María, ser de amor y fortaleza, eres la joven de brazos siempre extendidos, la suma de la dulzura y de la delicadeza que acoge el alma entera en abrazo pero cuya ternura no riñe con la entereza más firme.
Eres terciopelo… y eres diamante.
Dios, Padre te pensó y te eligió para albergar en tu vientre -y luego en tus brazos- la alianza definitiva que cambiaría la historia: no se deposita el mayor de los tesoros en cualquier cajita. Tú, Madre, eres el arca definitiva y en ti, María, quiero mirarme.
El Padre, en su gran plan maestro, te conoce más que nadie. Es cierto que en ningún texto sagrado se recoge ese dicho manido y baldío “Dios da sus peores batallas a sus mejores guerreros” pero la certeza es que entre todas las mujeres de la historia, te eligió a ti.
Y entonces tú pronunciaste ese imperecedero sí, ese “hágase” sin fisuras que sostuvo la salvación del mundo entero. ¿Sabes? he recordado aquel director de orquesta que nos amainó el ego en nuestros alardes huecos de estar en primera línea.

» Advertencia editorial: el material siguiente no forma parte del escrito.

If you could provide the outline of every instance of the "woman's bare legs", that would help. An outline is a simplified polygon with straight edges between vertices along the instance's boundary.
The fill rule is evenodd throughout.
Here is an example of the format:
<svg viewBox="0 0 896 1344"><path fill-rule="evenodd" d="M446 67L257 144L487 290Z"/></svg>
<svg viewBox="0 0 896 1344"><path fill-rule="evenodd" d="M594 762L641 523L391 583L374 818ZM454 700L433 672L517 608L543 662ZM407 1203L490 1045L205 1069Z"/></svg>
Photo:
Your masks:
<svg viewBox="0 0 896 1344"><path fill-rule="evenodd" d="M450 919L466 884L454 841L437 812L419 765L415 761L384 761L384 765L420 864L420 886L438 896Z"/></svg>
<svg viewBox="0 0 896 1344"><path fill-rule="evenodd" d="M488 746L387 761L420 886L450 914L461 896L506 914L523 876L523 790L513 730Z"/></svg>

Aquel día nos reveló que para que un músico solista destacara y triunfara, era indispensable a su lado un compañero en la segunda voz, discreto y fiel que, desde las sombras, sostuviera el destello y el esplendor.
Esa eres tú, María: siempre en vilo, siempre aterciopelada, siempre entregada, siempre dispuesta, siempre valiente.